O roubo aconteceu por volta de meio-dia, na Rua Raynoldo Morbi, próximo ao cruzamento com a Rua João Tobias de Paiva Netto. “Estávamos almoçando, quando a dupla armada invadiu e mandou que fossemos para os fundos. Pegaram o que queriam e já estavam fugindo, mas o rapaz resolveu reagir”, contou Luiz Carlos de Souza, o dono do estabelecimento.

Segundo os funcionários da casa de assados, no momento em que reagiu, Guilherme acabou escorregando e caiu no chão. “Ele tinha conseguido pegar o bandido armado, mas quando caiu, o assaltante aproveitou e atirou no rapaz”, disse uma das testemunhas, que não se identificou.

Guilherme levou dois tiros.

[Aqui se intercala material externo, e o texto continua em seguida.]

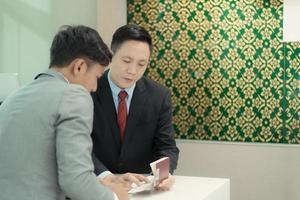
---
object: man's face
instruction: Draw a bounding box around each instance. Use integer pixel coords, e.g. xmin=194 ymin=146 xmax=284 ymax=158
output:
xmin=80 ymin=63 xmax=105 ymax=92
xmin=110 ymin=40 xmax=150 ymax=89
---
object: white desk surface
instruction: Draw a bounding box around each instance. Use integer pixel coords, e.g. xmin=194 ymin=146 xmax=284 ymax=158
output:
xmin=130 ymin=176 xmax=230 ymax=200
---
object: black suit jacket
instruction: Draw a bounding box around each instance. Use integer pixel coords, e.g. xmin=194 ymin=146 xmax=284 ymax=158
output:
xmin=92 ymin=72 xmax=179 ymax=174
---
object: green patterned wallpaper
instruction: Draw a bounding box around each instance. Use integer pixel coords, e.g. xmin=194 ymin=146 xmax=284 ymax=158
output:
xmin=127 ymin=0 xmax=300 ymax=144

Ele foi socorrido pelo Siate, com o apoio do médico, e seu estado de saúde era considerado grave. O rapaz foi encaminhado ao Hospital Cajuru.

Insegurança total

Socorristas atenderam o rapaz ferido, mas a Polícia Militar não foi ao local. Foto: Lineu Filho.
Socorristas atenderam o rapaz ferido, mas a Polícia Militar não foi ao local. Foto: Lineu Filho.

Os funcionários da casa de assados estavam revoltados com a situação que têm enfrentado. Isso porque a ação desta sexta-feira não foi a primeira e, segundo eles, certamente não será a ultima. “Fomos assaltados no dia dos pais, e fizeram a limpa. Chamamos a Polícia Militar e sequer tivemos resposta”, desabafou a funcionária do local.

O proprietário do estabelecimento acreditou que, dessa segunda vez, a chegada da PM seria mais rápido, mas não foi bem assim. Enquanto o socorro era feito ao rapaz ferido, a PM sequer passou pelo local. Depois que as ambulâncias saíram da rua, uma viatura da PM passou, mas não parou. Pelo menos até o fechamento da reportagem (por volta de 14h), nenhuma equipe da PM tinha chegado ao local do assalto.

“Fazer o que, né? Sempre nós, trabalhadores, que pagamos o pato. Infelizmente. Vai daí pra pior”, comentou Luiz Carlos. “Estamos abandonados. Se fosse um relato só, mas a situação está tão complicada que todo mundo aqui tem pelo menos uma história de assalto”, considerou uma das testemunhas da ação, que não se identificou.

Foto: Lineu Filho.
“Estamos abandonados”, considerou uma das testemunhas da ação, que não se identificou. Foto: Lineu Filho.